Amazon to Invest $4 Billion to Speed Delivery in Rural Areas
April 30, 2025
Amazon said Wednesday (April 30) that it will invest over $4 billion to expand its rural delivery network and provide faster delivery to millions of customers in less densely populated areas.
The investment will expand Amazon’s rural delivery network to over 200 delivery stations, create over 100,000 new jobs and enable the retailer’s network to deliver over a billion packages each year to customers in more than 13,000 ZIP codes, Udit Madan, senior vice president, Amazon Worldwide Operations, said in a Wednesday blog post.
“At a time when many logistics providers are backing away from serving rural customers because of cost to serve, we are stepping up our investment to make their lives easier and better,” Madan said in the post.
Amazon opened its first rural delivery station in 2020, began scaling its small-town delivery network in 2023 and has accelerated its average delivery speeds by 50%, according to the post.
“By the end of 2026, we’ll have tripled the size of our rural delivery network, to provide Prime members from Milton, Florida, to North Pole, Alaska, (and thousands of small towns and rural communities in between) the ability to shop from over 300 million items from the convenience of their homes and receive their packages even faster — cutting average delivery times in half,” Madan said in the post.
It was reported that Amazon was ramping up its logistics expansion efforts by acquiring industrial property and restructuring its distribution network to speed delivery and reduce costs.

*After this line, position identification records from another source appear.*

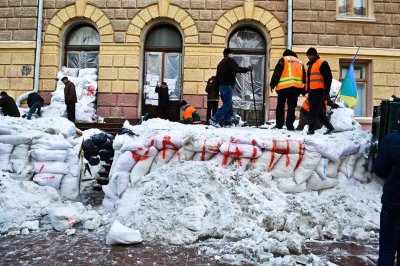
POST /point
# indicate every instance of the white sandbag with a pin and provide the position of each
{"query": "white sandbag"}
(66, 71)
(327, 168)
(120, 234)
(285, 166)
(250, 140)
(122, 182)
(20, 152)
(306, 166)
(342, 119)
(46, 179)
(241, 164)
(201, 145)
(168, 142)
(222, 160)
(182, 155)
(43, 155)
(348, 163)
(162, 158)
(266, 161)
(108, 204)
(203, 156)
(69, 188)
(15, 139)
(6, 148)
(125, 162)
(50, 167)
(87, 71)
(315, 182)
(360, 170)
(240, 150)
(141, 168)
(287, 185)
(62, 218)
(284, 146)
(55, 142)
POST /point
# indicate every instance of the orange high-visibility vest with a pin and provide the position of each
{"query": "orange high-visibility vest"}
(306, 105)
(316, 79)
(292, 75)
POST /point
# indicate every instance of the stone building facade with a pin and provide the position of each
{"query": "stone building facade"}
(206, 28)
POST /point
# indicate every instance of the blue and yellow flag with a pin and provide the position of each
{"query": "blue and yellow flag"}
(348, 91)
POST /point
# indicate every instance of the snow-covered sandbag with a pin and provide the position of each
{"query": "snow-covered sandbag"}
(287, 185)
(315, 182)
(342, 119)
(120, 234)
(360, 170)
(201, 145)
(250, 140)
(266, 161)
(222, 160)
(43, 155)
(141, 168)
(56, 142)
(348, 163)
(51, 167)
(284, 146)
(182, 155)
(285, 166)
(125, 162)
(327, 168)
(122, 182)
(69, 188)
(240, 150)
(15, 139)
(46, 179)
(306, 166)
(203, 156)
(162, 158)
(168, 142)
(62, 218)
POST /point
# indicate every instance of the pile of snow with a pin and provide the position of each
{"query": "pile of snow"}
(42, 150)
(260, 191)
(85, 80)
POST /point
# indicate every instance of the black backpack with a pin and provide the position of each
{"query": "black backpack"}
(211, 85)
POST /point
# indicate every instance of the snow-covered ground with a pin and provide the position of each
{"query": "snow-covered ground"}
(187, 193)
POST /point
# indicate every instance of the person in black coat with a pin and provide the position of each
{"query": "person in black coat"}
(387, 165)
(8, 106)
(163, 99)
(35, 102)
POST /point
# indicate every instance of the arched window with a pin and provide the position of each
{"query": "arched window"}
(163, 62)
(249, 47)
(82, 47)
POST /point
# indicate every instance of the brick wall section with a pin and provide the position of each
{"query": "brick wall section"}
(18, 20)
(315, 23)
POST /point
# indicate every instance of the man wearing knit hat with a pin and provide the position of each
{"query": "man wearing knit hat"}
(288, 81)
(387, 166)
(318, 84)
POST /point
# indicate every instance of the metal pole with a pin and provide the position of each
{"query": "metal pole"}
(254, 98)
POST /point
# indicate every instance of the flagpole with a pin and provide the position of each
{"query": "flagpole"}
(352, 62)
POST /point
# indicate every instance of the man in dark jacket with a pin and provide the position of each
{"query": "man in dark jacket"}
(212, 97)
(163, 99)
(288, 81)
(8, 106)
(387, 165)
(35, 102)
(318, 85)
(226, 78)
(69, 98)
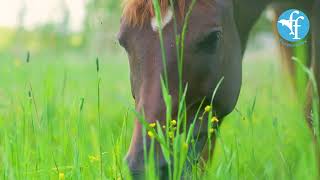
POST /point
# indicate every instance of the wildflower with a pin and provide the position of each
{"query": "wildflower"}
(173, 122)
(211, 130)
(152, 125)
(93, 158)
(171, 135)
(207, 108)
(185, 145)
(61, 176)
(150, 134)
(214, 119)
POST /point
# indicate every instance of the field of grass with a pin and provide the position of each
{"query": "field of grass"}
(49, 121)
(55, 124)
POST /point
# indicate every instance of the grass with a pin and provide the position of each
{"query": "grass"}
(70, 116)
(267, 140)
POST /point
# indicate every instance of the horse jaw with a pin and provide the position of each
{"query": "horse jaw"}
(164, 20)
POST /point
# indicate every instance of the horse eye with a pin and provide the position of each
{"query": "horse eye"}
(209, 43)
(122, 41)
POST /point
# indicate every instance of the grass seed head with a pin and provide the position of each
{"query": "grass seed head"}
(152, 125)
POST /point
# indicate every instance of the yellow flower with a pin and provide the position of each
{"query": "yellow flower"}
(171, 135)
(173, 122)
(61, 176)
(150, 134)
(214, 119)
(208, 108)
(152, 125)
(93, 158)
(211, 130)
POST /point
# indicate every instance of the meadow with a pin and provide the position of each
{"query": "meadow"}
(60, 118)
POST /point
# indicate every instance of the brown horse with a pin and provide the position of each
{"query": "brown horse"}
(214, 46)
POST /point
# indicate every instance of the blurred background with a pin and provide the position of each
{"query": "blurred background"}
(50, 125)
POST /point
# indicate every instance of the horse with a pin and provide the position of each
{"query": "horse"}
(214, 46)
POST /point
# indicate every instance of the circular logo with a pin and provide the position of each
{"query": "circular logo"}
(293, 25)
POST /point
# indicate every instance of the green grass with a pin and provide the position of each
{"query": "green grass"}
(45, 132)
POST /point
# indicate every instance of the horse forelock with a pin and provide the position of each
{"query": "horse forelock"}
(139, 12)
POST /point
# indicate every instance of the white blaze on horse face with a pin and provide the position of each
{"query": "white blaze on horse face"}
(164, 21)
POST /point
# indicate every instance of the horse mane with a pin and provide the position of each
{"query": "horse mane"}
(138, 12)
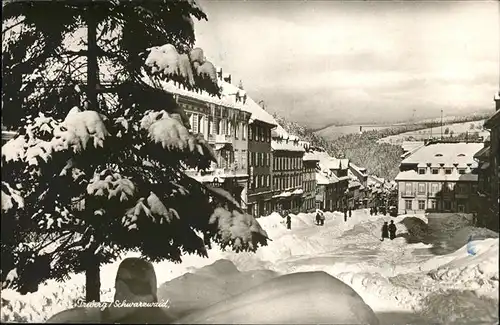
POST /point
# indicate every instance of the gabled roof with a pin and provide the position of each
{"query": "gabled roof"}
(228, 98)
(444, 154)
(493, 121)
(411, 175)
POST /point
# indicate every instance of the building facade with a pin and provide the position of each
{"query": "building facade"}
(287, 172)
(309, 184)
(438, 177)
(488, 200)
(259, 164)
(225, 129)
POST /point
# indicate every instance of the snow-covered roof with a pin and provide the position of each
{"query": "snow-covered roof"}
(322, 179)
(311, 156)
(411, 175)
(447, 154)
(258, 113)
(228, 98)
(360, 170)
(284, 145)
(411, 145)
(280, 132)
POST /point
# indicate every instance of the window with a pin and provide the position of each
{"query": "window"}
(243, 159)
(194, 123)
(435, 188)
(408, 188)
(237, 157)
(237, 129)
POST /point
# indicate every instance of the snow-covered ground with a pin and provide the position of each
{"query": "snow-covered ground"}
(403, 283)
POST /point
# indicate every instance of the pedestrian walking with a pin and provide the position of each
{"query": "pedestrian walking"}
(385, 231)
(392, 230)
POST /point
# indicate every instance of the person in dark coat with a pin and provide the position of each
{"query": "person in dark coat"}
(392, 230)
(318, 218)
(385, 231)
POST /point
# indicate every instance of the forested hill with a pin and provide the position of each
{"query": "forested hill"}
(362, 149)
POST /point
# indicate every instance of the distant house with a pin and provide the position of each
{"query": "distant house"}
(332, 182)
(438, 177)
(360, 175)
(309, 183)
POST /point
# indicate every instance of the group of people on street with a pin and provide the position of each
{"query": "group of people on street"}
(320, 218)
(389, 230)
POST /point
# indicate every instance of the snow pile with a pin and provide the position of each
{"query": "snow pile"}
(460, 307)
(462, 237)
(209, 285)
(471, 271)
(288, 299)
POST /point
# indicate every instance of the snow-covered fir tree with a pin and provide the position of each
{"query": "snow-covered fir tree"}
(97, 166)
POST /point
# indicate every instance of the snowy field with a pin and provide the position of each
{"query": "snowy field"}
(403, 283)
(454, 129)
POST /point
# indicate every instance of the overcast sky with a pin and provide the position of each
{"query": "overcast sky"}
(319, 62)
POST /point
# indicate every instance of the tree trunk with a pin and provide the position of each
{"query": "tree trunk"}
(92, 64)
(92, 276)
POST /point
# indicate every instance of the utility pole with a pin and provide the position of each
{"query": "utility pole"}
(92, 64)
(441, 124)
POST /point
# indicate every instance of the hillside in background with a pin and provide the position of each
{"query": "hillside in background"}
(381, 159)
(422, 123)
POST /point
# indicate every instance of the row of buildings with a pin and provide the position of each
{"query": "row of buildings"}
(262, 165)
(454, 177)
(259, 163)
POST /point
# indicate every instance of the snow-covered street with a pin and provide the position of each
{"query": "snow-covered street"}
(403, 283)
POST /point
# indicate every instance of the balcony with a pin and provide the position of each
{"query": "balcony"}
(223, 138)
(407, 194)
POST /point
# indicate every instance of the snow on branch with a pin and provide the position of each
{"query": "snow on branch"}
(110, 185)
(79, 128)
(152, 208)
(168, 131)
(11, 198)
(239, 230)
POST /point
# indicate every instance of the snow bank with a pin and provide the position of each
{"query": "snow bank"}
(209, 285)
(471, 271)
(462, 237)
(460, 307)
(297, 298)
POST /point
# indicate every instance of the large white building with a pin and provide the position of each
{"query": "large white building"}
(438, 177)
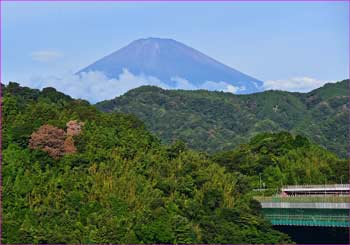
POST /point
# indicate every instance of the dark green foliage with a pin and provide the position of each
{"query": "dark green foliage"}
(214, 121)
(281, 159)
(122, 186)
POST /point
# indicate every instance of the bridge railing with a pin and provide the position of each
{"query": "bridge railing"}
(317, 186)
(305, 199)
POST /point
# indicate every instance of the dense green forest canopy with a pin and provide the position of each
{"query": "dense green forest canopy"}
(214, 121)
(122, 185)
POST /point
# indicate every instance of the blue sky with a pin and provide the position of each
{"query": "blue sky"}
(275, 42)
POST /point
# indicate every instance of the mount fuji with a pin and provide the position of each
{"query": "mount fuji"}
(176, 65)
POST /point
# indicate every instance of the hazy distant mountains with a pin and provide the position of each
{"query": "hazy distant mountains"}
(176, 65)
(212, 121)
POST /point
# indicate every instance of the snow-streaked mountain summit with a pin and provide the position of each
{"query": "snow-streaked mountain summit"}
(175, 65)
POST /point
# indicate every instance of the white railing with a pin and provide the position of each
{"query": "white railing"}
(330, 186)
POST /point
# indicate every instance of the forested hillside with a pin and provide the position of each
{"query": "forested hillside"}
(73, 174)
(119, 186)
(214, 121)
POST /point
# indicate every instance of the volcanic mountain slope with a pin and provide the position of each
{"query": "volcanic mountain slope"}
(213, 121)
(176, 65)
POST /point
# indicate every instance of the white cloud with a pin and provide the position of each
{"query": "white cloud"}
(221, 86)
(94, 86)
(181, 83)
(296, 84)
(46, 55)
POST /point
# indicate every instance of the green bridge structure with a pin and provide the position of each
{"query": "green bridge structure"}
(309, 205)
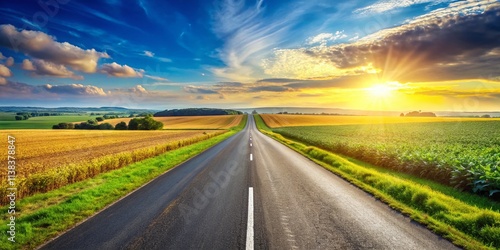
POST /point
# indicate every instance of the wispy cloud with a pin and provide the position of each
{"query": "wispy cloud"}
(250, 34)
(149, 53)
(40, 67)
(324, 38)
(419, 50)
(387, 5)
(42, 46)
(117, 70)
(75, 89)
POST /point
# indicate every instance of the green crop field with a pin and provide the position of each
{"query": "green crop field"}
(465, 155)
(6, 116)
(39, 122)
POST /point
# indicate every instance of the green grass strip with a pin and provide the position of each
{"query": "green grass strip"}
(464, 224)
(43, 216)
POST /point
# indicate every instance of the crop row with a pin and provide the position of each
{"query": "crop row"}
(465, 155)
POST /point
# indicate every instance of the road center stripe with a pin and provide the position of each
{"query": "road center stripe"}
(250, 220)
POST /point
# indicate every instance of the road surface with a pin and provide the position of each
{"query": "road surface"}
(248, 192)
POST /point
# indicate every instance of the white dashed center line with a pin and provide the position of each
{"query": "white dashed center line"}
(250, 239)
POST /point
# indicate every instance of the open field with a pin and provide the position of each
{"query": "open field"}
(47, 159)
(461, 154)
(45, 215)
(468, 220)
(274, 121)
(42, 122)
(192, 122)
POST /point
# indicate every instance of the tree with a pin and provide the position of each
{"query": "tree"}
(134, 124)
(105, 126)
(121, 126)
(92, 122)
(146, 123)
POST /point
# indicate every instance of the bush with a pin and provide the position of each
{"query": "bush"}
(146, 123)
(121, 126)
(105, 126)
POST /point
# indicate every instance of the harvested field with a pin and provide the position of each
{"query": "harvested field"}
(192, 122)
(275, 121)
(48, 159)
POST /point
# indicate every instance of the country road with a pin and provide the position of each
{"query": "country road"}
(248, 192)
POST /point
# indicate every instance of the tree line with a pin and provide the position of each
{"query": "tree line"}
(145, 123)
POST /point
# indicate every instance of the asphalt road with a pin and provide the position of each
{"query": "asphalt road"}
(248, 192)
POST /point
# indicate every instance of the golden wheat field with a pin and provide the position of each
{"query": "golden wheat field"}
(192, 122)
(48, 159)
(274, 121)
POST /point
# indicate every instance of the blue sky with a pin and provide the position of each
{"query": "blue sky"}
(227, 53)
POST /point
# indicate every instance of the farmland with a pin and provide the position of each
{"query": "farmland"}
(192, 122)
(274, 121)
(48, 159)
(465, 154)
(40, 122)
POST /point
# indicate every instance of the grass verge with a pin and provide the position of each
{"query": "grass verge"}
(43, 216)
(463, 223)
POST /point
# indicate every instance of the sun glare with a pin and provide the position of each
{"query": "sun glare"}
(380, 90)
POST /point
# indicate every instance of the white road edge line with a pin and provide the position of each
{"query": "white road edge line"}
(250, 220)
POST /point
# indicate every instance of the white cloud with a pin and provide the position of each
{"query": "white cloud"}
(45, 68)
(139, 89)
(164, 59)
(117, 70)
(9, 62)
(75, 89)
(42, 46)
(4, 71)
(157, 78)
(324, 38)
(27, 65)
(250, 36)
(387, 5)
(149, 53)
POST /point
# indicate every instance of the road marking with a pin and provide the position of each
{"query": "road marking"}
(250, 220)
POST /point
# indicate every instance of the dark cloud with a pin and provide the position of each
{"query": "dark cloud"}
(23, 90)
(228, 84)
(270, 89)
(435, 47)
(117, 70)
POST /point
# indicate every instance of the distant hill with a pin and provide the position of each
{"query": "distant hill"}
(197, 112)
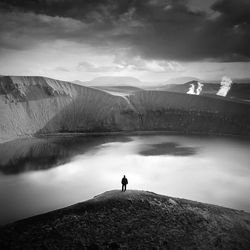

At the time, the company had leased, bought or announced plans for over 16 million square feet of new warehouse space in the U.S. in the first five months of 2024, adding to its existing footprint of about 413 million square feet of industrial real estate across the country.
UPS said Tuesday (April 29) that it was accelerating its planned volume reduction from Amazon, long a major customer, and now expects to slash Amazon package volume in its network by more than 50% by June 2026.
UPS executives said the decision reflects UPS’ pivot away from low-margin, high-volume accounts and toward more profitable business.